Specify accurate GPU memory requests and limits in pod resource requests and limits to prevent overcommitment.
Multiple GPU-intensive pods scheduled on the same node exceed the node's total GPU memory capacity.
Use node affinity or taints/tolerations to isolate GPU workloads or limit pod concurrency per GPU node.
The NVIDIA device plugin version is outdated and does not report GPU memory usage correctly, causing improper eviction decisions.
Upgrade the NVIDIA device plugin to the latest stable version that supports GPU memory metrics.
Pod or container is leaking GPU memory or running inefficient GPU workloads causing unexpected memory spikes.

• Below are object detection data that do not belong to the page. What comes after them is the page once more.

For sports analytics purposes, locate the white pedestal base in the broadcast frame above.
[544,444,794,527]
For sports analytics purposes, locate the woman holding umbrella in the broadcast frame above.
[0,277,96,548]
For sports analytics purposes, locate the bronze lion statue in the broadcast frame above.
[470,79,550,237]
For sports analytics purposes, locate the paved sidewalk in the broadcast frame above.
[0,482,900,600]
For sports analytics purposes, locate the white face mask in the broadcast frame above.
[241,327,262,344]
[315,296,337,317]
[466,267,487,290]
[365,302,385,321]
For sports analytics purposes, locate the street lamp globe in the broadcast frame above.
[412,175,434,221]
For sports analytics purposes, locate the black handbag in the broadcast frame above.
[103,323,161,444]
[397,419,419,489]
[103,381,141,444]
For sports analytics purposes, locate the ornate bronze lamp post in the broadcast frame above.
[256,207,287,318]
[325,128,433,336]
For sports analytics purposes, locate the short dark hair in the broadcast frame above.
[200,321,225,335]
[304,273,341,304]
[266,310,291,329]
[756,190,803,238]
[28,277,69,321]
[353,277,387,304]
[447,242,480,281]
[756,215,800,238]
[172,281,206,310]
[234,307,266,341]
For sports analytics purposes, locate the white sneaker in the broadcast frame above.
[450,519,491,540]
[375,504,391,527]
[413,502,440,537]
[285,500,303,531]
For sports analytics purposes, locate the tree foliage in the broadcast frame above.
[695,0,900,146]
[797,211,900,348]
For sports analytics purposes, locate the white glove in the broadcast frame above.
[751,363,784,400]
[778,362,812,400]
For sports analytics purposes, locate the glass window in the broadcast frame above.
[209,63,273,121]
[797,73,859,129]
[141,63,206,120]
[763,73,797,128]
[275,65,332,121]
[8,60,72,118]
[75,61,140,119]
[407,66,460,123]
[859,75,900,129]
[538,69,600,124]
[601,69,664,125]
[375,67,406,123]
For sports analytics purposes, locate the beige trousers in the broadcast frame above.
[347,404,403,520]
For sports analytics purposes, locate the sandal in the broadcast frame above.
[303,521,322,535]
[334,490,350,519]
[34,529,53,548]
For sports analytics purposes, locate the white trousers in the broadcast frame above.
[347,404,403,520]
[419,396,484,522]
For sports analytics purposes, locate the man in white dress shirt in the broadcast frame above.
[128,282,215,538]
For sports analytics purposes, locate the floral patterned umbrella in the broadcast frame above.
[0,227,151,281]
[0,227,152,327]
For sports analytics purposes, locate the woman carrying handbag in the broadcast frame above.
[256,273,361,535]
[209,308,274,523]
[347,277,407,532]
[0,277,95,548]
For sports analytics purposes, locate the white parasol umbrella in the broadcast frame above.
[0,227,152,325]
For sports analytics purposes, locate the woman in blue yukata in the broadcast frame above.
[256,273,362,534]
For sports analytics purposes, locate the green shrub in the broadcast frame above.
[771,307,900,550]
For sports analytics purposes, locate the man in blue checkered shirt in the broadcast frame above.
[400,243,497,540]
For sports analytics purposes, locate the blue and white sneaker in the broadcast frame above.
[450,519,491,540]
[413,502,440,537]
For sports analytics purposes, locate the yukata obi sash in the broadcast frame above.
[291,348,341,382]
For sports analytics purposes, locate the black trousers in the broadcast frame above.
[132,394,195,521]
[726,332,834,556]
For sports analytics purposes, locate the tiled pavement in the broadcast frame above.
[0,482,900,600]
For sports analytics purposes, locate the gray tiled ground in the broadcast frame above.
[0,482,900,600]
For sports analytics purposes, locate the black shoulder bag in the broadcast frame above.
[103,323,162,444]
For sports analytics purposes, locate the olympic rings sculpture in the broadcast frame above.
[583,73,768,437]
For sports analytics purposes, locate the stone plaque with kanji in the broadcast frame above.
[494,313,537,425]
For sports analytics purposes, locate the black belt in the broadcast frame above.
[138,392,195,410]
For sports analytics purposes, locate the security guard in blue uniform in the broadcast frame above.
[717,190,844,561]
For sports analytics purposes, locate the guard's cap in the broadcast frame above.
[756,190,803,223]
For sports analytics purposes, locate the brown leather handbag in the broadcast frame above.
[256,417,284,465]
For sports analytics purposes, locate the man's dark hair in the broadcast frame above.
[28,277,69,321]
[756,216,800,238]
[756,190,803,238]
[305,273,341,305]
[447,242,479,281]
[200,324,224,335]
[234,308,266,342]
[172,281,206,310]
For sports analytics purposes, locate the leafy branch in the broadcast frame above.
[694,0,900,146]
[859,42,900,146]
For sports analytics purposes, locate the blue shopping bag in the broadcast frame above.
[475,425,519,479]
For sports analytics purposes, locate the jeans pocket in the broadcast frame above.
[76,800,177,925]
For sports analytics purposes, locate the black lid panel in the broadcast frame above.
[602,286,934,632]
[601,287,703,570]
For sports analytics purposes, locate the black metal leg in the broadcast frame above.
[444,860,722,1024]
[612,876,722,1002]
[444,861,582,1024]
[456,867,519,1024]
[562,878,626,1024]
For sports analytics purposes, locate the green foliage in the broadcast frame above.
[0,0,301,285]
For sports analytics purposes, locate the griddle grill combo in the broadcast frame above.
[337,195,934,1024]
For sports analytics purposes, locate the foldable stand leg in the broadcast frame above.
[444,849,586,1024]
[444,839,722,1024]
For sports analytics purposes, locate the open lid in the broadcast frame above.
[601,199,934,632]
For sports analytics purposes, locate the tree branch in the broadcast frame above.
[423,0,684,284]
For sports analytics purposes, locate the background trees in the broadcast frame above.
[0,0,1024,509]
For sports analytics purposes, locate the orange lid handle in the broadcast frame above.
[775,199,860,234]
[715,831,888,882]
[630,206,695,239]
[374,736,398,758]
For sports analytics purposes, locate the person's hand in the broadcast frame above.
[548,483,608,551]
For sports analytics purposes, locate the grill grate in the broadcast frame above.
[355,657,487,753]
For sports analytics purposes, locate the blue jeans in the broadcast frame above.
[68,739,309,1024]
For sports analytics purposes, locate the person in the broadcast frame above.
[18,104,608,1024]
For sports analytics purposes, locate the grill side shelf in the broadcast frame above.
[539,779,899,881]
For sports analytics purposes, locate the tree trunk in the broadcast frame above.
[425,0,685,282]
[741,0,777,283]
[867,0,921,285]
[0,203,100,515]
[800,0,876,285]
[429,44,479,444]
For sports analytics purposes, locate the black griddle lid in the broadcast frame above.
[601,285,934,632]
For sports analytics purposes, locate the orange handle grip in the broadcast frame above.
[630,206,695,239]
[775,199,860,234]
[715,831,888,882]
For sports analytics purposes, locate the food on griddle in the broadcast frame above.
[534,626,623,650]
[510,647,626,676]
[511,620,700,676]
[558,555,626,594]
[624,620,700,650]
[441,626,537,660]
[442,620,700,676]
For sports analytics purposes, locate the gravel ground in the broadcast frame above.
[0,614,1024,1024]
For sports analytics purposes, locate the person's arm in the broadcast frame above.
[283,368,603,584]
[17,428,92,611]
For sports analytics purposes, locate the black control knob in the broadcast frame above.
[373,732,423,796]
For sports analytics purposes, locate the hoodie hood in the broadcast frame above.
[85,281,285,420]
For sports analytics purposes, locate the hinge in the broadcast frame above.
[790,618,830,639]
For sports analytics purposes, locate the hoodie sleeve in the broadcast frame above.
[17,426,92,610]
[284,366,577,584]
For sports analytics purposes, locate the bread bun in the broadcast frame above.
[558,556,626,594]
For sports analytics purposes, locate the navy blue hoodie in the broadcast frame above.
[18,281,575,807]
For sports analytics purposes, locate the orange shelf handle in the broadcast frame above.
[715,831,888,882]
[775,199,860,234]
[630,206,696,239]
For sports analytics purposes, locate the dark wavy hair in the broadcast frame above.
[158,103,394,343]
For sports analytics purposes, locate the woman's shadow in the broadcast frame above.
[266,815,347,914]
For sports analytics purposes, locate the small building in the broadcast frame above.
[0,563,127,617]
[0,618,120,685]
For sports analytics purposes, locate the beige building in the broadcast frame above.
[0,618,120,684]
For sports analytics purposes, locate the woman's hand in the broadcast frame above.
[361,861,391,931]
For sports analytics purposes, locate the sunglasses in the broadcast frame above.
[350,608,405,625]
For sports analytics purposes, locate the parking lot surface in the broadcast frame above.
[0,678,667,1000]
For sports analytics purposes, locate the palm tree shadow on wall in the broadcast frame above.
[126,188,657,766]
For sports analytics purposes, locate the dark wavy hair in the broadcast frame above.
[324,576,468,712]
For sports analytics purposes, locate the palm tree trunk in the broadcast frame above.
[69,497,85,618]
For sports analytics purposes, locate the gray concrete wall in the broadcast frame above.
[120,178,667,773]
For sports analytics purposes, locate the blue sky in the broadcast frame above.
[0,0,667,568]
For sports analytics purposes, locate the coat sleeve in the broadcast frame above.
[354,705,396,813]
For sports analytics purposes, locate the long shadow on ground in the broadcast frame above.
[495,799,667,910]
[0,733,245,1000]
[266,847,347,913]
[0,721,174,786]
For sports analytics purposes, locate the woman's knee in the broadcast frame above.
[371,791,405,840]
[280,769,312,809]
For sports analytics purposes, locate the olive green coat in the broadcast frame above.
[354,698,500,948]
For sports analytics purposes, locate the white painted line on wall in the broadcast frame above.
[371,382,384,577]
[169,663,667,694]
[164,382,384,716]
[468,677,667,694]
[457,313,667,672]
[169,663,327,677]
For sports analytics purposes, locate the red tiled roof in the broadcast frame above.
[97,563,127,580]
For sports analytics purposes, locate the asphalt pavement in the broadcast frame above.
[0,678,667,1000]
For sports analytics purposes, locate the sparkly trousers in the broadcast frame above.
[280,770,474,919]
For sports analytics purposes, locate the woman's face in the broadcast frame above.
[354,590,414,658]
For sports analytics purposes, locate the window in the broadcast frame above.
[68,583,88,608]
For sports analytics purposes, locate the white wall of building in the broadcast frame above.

Profile and optimize GPU workloads to reduce memory usage and prevent leaks.
Code: broken vs fixed
from kubernetes import client, config
config.load_kube_config()
v1 = client.CoreV1Api()
pod = client.V1Pod(
metadata=client.V1ObjectMeta(name="gpu-pod"),
spec=client.V1PodSpec(
containers=[client.V1Container(
name="gpu-container",
image="my-gpu-image",
resources=client.V1ResourceRequirements(
limits={"nvidia.com/gpu": "1"} # Missing GPU memory limits
)
)]
)
)
v1.create_namespaced_pod(namespace="default", body=pod) # This pod may get evicted due to GPU memory pressure import os
from kubernetes import client, config
config.load_kube_config()
v1 = client.CoreV1Api()
pod = client.V1Pod(
metadata=client.V1ObjectMeta(name="gpu-pod"),
spec=client.V1PodSpec(
containers=[client.V1Container(
name="gpu-container",
image="my-gpu-image",
resources=client.V1ResourceRequirements(
limits={"nvidia.com/gpu": "1", "nvidia.com/gpu-memory": "8Gi"}, # Added GPU memory limit
requests={"nvidia.com/gpu": "1", "nvidia.com/gpu-memory": "8Gi"} # Added GPU memory request
)
)]
)
)
v1.create_namespaced_pod(namespace="default", body=pod) # Pod now requests and limits GPU memory
print("Pod created with GPU memory limits to prevent eviction.") Workaround
Catch pod eviction events and implement a retry mechanism with exponential backoff to reschedule pods on nodes with available GPU memory.
Prevention
Use Kubernetes device plugin metrics and scheduler extender to enforce strict GPU memory resource accounting and isolate GPU workloads to nodes with sufficient capacity.